The first frost of the season descended on Mount Seorak in the country’s east yesterday, 11 days earlier than last year, amid a series of abnormal weather conditions this month, according to local forecasts.

Temperatures in Gangwon, where Mount Seorak stands, fell to as low as 3.1 degrees Celsius (38 degrees Fahrenheit) in some areas and hovered below 10 degrees in other regions early Friday morning, the Gangwon Regional Meteorological Administration said. The temperature, in fact, fell 2 to 4 degrees from Thursday.

The temperature drop comes after heavy rains pounded the capital area earlier this week, leaving two people dead and forcing nearly 12,000 people out of their homes.

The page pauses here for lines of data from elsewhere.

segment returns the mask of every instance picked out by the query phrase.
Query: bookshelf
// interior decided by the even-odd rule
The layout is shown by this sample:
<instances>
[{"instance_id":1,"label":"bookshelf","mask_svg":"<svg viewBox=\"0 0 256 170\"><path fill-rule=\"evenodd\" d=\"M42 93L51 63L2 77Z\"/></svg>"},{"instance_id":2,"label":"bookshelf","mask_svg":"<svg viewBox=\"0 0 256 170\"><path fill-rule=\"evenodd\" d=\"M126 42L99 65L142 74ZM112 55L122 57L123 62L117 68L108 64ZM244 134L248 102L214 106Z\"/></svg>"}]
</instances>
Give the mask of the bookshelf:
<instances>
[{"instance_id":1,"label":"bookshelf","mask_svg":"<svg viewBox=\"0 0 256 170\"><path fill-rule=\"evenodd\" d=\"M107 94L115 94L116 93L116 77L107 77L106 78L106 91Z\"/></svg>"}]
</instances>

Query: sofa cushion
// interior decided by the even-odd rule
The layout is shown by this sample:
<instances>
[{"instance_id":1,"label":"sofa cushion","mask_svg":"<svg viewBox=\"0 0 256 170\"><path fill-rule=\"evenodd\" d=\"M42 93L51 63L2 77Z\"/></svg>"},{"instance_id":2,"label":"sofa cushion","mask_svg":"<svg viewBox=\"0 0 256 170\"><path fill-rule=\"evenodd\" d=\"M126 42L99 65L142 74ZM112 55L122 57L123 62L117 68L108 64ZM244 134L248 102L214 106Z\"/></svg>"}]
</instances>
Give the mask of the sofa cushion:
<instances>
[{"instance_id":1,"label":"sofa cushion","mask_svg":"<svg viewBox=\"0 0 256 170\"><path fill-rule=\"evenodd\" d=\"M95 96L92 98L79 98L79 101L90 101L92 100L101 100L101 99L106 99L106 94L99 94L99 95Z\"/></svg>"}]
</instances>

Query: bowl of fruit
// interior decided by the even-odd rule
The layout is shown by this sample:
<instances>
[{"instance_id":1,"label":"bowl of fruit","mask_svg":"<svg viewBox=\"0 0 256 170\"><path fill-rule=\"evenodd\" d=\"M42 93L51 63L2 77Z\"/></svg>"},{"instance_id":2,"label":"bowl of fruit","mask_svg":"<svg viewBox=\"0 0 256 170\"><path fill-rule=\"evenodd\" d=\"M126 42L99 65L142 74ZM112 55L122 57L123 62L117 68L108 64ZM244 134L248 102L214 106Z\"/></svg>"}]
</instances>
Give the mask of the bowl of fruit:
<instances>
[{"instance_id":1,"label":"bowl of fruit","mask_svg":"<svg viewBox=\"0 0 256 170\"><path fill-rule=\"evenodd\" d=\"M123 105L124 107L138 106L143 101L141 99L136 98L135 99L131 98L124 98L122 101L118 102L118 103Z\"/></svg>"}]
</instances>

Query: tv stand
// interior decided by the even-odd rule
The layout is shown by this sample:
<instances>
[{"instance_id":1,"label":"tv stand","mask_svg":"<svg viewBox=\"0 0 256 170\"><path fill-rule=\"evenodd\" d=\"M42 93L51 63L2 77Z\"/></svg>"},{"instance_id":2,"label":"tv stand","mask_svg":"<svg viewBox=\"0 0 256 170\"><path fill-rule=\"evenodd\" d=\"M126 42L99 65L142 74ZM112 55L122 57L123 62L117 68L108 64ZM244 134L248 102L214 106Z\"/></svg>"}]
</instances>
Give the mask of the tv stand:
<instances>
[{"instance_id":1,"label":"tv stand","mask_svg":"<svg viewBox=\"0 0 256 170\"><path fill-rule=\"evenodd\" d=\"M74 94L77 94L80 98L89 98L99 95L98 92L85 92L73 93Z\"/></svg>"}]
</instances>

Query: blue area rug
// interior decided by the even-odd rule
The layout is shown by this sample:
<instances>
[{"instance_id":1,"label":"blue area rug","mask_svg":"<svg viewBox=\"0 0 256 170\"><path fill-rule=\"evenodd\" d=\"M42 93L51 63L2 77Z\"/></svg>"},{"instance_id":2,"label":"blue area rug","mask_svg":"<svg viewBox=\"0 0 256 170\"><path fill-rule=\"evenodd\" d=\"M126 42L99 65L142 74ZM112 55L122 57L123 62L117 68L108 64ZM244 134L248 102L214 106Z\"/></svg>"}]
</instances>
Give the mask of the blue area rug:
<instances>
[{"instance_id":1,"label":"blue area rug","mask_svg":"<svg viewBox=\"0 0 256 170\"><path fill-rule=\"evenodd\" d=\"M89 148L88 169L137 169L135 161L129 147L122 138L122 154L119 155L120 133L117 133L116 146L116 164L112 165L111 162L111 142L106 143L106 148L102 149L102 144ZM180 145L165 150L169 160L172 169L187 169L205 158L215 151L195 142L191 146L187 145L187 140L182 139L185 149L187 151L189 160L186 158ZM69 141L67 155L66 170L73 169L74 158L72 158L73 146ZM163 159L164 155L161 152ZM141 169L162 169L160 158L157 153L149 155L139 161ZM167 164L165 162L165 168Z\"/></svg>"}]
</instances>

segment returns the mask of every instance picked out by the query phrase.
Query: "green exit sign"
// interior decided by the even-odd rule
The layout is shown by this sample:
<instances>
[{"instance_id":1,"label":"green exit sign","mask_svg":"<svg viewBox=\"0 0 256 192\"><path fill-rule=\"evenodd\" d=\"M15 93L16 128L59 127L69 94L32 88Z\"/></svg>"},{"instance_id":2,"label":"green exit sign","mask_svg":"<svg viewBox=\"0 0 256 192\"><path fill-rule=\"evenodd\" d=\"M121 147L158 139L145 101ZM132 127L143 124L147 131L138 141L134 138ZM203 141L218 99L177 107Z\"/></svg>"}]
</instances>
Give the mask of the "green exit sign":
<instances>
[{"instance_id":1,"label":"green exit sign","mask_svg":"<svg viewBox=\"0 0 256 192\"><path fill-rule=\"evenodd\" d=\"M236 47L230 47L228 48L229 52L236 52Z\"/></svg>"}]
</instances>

Seoul was pummeled with 259.5 millimeters (10.2 inches) of rain Tuesday and as much as 289 millimeters in some parts, the heaviest downpour in the city for the end of September since record keeping began in 1908, according to the Korea Meteorological Administration (KMA). It was the second highest September record for the capital since it was hit with 268.2 millimeters of rain on Sept. 1, 1984.

Tuesday’s downpour was also the second heaviest rainfall per hour - 75 millimeters at its peak, compared with 116 millimeters on Sept. 13, 1964.

“We couldn’t imagine so much rain at the end of September,” said a KMA official. “The heavy downpour will have to be seen as another case of exceptional weather.”

The weather has been abnormal throughout the year, from the cool spring to the scorching hot, rainy summer across the country.

The average temperature in April was around 9.9 degrees - the lowest ever for the month, according to records available from 1973. Summer temperatures, meanwhile, rose above the yearly average by 1.3 degrees to reach 24.8 degrees, while August rains were the most frequent in Seoul since 1908, with 24 days of rainfall.

A heat wave continued through mid-September, with the average temperature nationwide reaching 28.4 degrees from Sept. 1-22, or 2 degrees above the average. Seoul’s daytime temperature topped 30 degrees during nine of those 22 days.

“Last year, daytime temperatures in Seoul never rose above 30 degrees throughout the month of September,” a KMA official said. “This year, high pressure from the North Pacific persisted over a long period and caused the temperature to rise across the country.